LOS ANGELES — On a warm August evening, the walls of Beck’s childhood home were covered in blood. The gruesome scene bore traces of the shocking carnage that befell five friends, who had been bisected, eviscerated, and dismembered by a nefarious intruder. Thankfully the blood was fake, and the friends were characters in a new film that the collaborative duo Beck+Col had just finished shooting. Titled Red Night (2023), the film weaves influences from horror cinema, pop culture, and political theory into a blood-and-guts-soaked phantasmagoric parable about the importance of communal solidarity.
The plot revolves around five monsters who live happily together in a typical suburban house, where their family-style studio portraits, shot by Elizabeth Preger, hang on the living room wall. When one of the monsters returns from a solo outing, they unwittingly bring back a malevolent force that dispatches the creatures one by one. The film culminates in that quintessential symbol of American suburbia, the backyard pool, dyed red.
The pair shot the film in the same house Beck grew up in and where they now live with several cats, just north of Los Angeles. Influenced by stylized Italian Giallo films by Dario Argento and Mario Bava, they painted each of five rooms a separate color: yellow, orange, light blue, dark blue, and peach. Each monster’s costume is elaborately constructed from layers of organza, tuile, rhinestones, and silicone. Although there are only five monsters, Beck+Col had to create 20 costumes since the characters change color each time they enter a different room. (They cite the video for “Say My Name” by Destiny’s Child as a specific reference.)

Since the film has no dialogue, movement plays an important role, so Beck+Col cast dancers in some of the roles. The pair are huge fans of wrestling and incorporated wrestling moves into the fight choreography. Musing on wrestling’s combination of athleticism, theatricality, improvisation, and collaboration, Col says, “There’s no higher artform.”
Classic slasher films of the 1970s and ’80s were also major touchstones for the duo, especially John Carpenter’s Halloween (1978), which “opened up the idea that you’re not safe anywhere,” explained Beck. They also mention the political subtext of many of the horror films from this era, like Texas Chainsaw Massacre (1974), which features a murderous family who turns to butchering humans after they lose their jobs at the local slaughterhouse.
Although Beck+Col have staged elaborate performances and short films before — like The Revolting Lumpen!, a blood-soaked opera based on the “alienation of capital” — they had never undertaken a film project this ambitious, so they enlisted a crew including Creative Producer Mel Sangyi Zhao and Director of Photography Marco Yizhou Zhang to help shepherd their vision to life.

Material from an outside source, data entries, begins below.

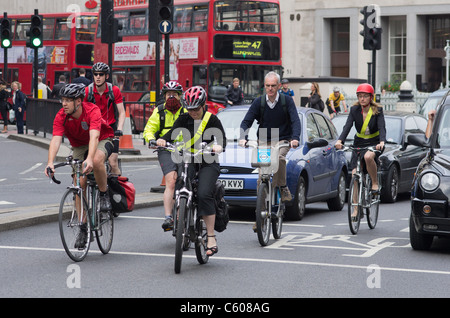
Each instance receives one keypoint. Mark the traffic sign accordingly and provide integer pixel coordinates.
(165, 27)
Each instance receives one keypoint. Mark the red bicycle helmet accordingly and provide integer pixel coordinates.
(365, 88)
(194, 97)
(172, 86)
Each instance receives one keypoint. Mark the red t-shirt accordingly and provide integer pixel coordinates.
(102, 102)
(77, 130)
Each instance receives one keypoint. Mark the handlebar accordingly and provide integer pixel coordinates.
(69, 161)
(254, 144)
(352, 148)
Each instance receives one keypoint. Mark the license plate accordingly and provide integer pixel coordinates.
(232, 184)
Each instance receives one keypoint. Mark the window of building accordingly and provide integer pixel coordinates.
(438, 31)
(397, 49)
(340, 47)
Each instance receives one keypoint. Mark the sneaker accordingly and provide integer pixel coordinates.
(105, 202)
(285, 194)
(167, 224)
(81, 241)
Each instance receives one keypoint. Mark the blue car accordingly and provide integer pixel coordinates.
(316, 171)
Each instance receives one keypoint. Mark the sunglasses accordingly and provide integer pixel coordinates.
(195, 109)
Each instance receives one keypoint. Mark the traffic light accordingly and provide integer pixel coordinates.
(365, 29)
(36, 32)
(106, 20)
(374, 39)
(165, 12)
(5, 31)
(371, 31)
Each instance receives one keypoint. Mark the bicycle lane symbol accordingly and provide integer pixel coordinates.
(291, 240)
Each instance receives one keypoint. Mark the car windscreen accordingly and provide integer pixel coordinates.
(443, 137)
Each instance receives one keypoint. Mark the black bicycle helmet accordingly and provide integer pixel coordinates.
(173, 86)
(194, 97)
(73, 91)
(100, 67)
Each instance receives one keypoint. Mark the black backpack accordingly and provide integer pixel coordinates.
(222, 216)
(111, 99)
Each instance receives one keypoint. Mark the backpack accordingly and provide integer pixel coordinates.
(122, 194)
(111, 99)
(162, 119)
(222, 216)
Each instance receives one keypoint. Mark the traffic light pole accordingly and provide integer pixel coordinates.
(5, 65)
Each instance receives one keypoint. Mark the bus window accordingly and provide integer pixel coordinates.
(84, 54)
(250, 16)
(85, 30)
(62, 31)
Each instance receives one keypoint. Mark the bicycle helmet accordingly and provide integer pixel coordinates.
(100, 67)
(194, 97)
(173, 86)
(72, 91)
(365, 88)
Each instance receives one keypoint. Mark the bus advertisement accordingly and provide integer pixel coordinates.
(214, 41)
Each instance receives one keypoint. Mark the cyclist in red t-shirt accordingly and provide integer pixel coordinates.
(113, 112)
(89, 135)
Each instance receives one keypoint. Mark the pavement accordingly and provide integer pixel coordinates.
(18, 217)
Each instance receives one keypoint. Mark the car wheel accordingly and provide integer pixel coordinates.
(389, 191)
(419, 241)
(337, 203)
(297, 210)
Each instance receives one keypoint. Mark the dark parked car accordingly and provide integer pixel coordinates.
(430, 194)
(399, 160)
(315, 170)
(432, 101)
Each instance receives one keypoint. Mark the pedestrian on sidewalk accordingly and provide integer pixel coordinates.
(19, 105)
(4, 95)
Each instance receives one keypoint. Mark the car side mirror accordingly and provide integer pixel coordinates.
(418, 140)
(316, 143)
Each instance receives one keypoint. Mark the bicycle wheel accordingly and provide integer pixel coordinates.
(353, 195)
(75, 233)
(277, 221)
(104, 228)
(371, 204)
(200, 241)
(263, 219)
(181, 233)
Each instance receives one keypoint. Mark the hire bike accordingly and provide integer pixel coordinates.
(81, 209)
(360, 195)
(269, 207)
(187, 226)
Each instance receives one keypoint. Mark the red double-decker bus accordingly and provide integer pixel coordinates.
(213, 42)
(68, 46)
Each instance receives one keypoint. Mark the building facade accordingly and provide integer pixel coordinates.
(324, 41)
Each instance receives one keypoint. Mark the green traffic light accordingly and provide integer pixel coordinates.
(6, 43)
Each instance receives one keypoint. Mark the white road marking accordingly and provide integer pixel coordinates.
(254, 260)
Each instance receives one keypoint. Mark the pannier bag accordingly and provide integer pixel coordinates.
(222, 216)
(121, 193)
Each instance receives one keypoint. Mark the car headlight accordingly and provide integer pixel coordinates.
(429, 181)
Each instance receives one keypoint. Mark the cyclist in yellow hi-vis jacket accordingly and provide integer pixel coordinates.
(371, 130)
(158, 124)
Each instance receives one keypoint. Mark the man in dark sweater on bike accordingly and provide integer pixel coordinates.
(278, 121)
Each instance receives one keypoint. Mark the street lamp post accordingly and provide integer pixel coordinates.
(447, 57)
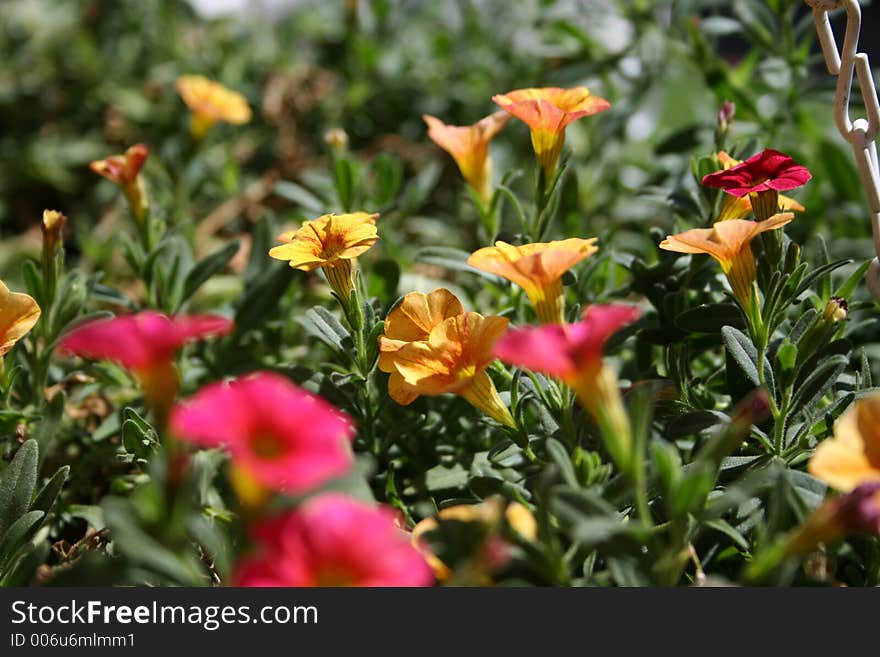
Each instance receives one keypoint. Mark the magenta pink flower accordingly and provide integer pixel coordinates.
(573, 353)
(333, 540)
(279, 436)
(568, 352)
(142, 340)
(144, 343)
(768, 170)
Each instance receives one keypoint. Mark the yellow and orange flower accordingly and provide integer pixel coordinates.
(852, 456)
(547, 111)
(740, 207)
(52, 226)
(124, 170)
(492, 552)
(431, 347)
(211, 102)
(730, 243)
(469, 146)
(537, 268)
(332, 242)
(18, 314)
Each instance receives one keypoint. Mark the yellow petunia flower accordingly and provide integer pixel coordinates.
(18, 314)
(547, 111)
(740, 207)
(469, 146)
(412, 320)
(432, 348)
(537, 268)
(852, 456)
(124, 170)
(52, 227)
(211, 102)
(489, 514)
(730, 243)
(331, 242)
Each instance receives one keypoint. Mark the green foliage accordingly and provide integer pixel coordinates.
(89, 486)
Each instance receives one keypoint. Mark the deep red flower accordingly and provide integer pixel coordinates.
(768, 170)
(333, 540)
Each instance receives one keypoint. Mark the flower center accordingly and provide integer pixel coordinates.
(267, 446)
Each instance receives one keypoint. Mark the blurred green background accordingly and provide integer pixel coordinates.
(80, 79)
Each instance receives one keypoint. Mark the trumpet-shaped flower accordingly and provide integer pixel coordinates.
(144, 343)
(331, 242)
(538, 269)
(852, 456)
(740, 207)
(469, 146)
(761, 178)
(333, 540)
(730, 243)
(124, 170)
(211, 102)
(412, 321)
(279, 436)
(548, 111)
(855, 512)
(430, 351)
(52, 226)
(492, 553)
(18, 314)
(573, 354)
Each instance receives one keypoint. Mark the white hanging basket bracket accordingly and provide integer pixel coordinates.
(861, 133)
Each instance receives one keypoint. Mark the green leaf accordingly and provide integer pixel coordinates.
(261, 298)
(441, 477)
(559, 455)
(47, 430)
(45, 499)
(302, 197)
(691, 493)
(818, 383)
(322, 324)
(17, 484)
(449, 258)
(207, 267)
(743, 352)
(343, 174)
(710, 318)
(19, 532)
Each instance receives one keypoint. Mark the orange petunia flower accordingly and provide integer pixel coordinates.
(125, 170)
(469, 146)
(432, 348)
(211, 102)
(411, 321)
(492, 552)
(740, 207)
(538, 269)
(18, 314)
(547, 111)
(852, 456)
(52, 226)
(331, 242)
(729, 242)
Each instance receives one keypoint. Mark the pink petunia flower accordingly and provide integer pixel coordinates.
(333, 540)
(768, 170)
(144, 343)
(573, 353)
(279, 436)
(567, 352)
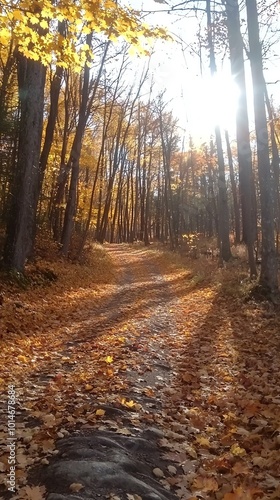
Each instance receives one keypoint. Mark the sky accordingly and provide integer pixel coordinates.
(197, 100)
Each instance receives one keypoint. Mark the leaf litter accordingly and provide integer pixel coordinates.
(144, 343)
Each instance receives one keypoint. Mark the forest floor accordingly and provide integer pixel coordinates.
(141, 375)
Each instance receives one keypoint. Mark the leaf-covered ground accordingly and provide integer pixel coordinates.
(139, 339)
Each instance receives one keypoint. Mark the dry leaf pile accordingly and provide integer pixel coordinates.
(89, 341)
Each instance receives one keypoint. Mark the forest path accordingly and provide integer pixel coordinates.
(162, 385)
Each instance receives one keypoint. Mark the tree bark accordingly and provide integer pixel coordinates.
(268, 276)
(224, 243)
(26, 189)
(242, 129)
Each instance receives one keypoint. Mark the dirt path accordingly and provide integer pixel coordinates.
(166, 388)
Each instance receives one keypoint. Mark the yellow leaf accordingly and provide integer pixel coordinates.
(88, 387)
(203, 441)
(100, 412)
(44, 24)
(4, 36)
(76, 487)
(22, 358)
(237, 451)
(205, 483)
(129, 404)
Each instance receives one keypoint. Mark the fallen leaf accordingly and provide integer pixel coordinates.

Underneath its baroque costumes and buckets of blood (seven gallons which they sprayed from a fire extinguisher), Beck+Col’s Red Night is a critique of neoliberal capitalism and the kind of rugged individualism associated with it. In contrast to the monsters’ elaborate forms, the killer, played by Col, wears nothing except black contact lenses — a buff Übermensch in the buff (Col spent the last three years bulking up for the role). A major textual influence was Sayak Valencia’s 2018 book Gore Capitalism (MIT Press), which “refers to the undisguised and unjustified bloodshed that is the price the Third World pays for adhering to the increasingly demanding logic of capitalism.”

The communal spirit embodied by the monsters is echoed by the filmmakers who invited 10 artists to create works especially for the film, including Tanya Brodsky, Alicia Piller, Amia Yokoyama, Ofelia Marquez, and others. The textiles, ceramics, paintings, and installations blend into their surroundings, color-coded to each room. The artworks will also be exhibited at Lauren Powell Projects next summer in conjunction with Red Night’s debut screening (the location of which is to be determined).
“The characters are a chosen family. They support each other,” Beck told Hyperallergic. “When one leaves, it throws everything off. This is our art family. This is our community.”